十五夜前に大綱作り 力合わせ25㍍編む 老若男女30人が共同作業 与論町

共同作業で大綱を編み込んでいく参加者=20日、与論町の城自治公民館

共同作業で大綱を編み込んでいく参加者=20日、与論町の城自治公民館

 【沖永良部総局】与論町の城自治公民館(森展宏館長)で20日、国指定の重要無形民俗文化財「与論十五夜踊」に向けた恒例の大綱作りが行われた。一般からお年寄りまで約30人が参加し、力を合わせて綱引き用の大綱を作り上げた。

 

 与論十五夜踊は毎年旧暦3、8、10月の15日に奉納され、8月(今年は10月1日)は最も盛大に行われる。

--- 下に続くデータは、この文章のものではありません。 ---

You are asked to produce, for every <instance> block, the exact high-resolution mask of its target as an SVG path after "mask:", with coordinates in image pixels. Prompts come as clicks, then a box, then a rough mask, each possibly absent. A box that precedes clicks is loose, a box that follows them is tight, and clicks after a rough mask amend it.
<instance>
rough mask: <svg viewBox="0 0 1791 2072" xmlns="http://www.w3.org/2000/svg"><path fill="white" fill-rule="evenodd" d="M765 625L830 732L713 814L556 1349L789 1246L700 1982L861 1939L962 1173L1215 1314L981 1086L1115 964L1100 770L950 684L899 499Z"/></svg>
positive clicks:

踊りの後に大綱で無病息災を祈願する綱引きがあり、綱が切れた後の稲わらで互いの身体をたたいて無病息災を願う。

 

 20日はあいにくの雨で室内での作業になったが、女性や高齢者は稲わらを整え、男性陣が声を掛け合いながら綱を力強く編み込んでいき、約25メートルの大綱を仕上げた。

 

 参加した土持俊秀さん(76)は「今年は新型コロナウイルスの影響でどうなることかと思ったが、無病息災を願う本来の意味においても出来てよかった。コロナを吹き飛ばしたい」と話した。